Hello! I am fairly new to this forum, and have only asked one question so far. Mostly I just wanted to share an update. For anyone who doesn't remember, I am fourteen years old and in the tenth grade. I have been having symptoms of POTS for a while now, and like many, it has been a long road. I went to a specialist on the 22nd, and was officially diagnosed with POTS. (Finally!!!) We will be doing a heart monitor to make sure that nothing life-threatening is wrong along with my POTS, due to the fact that I've been passing out with physical exercise, and we want to make certain it is due ONLY to the POTS and not to something else. I start taking a low dose of Florinef on the 23rd, and have a follow-up in a month. I was wondering if anyone had taken Florinef, what side-effects (if any) they had experienced, how severe they were, and how they combat them. Do they go away after being on the medication for a while? Do you have any tips for taking it? (On a full stomach or an empty one? etc.) What was your overall experience with Florinef like, and how long did you take it for?

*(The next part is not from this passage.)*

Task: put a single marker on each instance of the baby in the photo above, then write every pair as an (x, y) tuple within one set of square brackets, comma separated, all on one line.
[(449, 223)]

Thanks so much for taking the time to answer my rather lengthy set of questions, and I apologize for asking so many. I just like to know as much as possible about what I'm about to start doing, and we didn't really go over that stuff during the appointment, as I totally wasn't thinking about it at the time. (Stupid brain fog...)
My took florinef(fludrocortisone) for 2.5 years starting at 14 years old. He had a little weight gain from it, but it could also be from inactivity from POTS in general. Other than that, he had no issues with it.
The symptom it relieved was his dizziness. My daughter is currently taking it and has not put on weight, but it did take away her dizziness as well.
They take it in the morning, with or without food, without problems.
I took it for several years with no side effects unless my dose got too high (in which case we just lowered my dose again and I didn't have the side effects anymore). I took mine with or without food and it never seemed to matter either way. Congrats on getting diagnosed!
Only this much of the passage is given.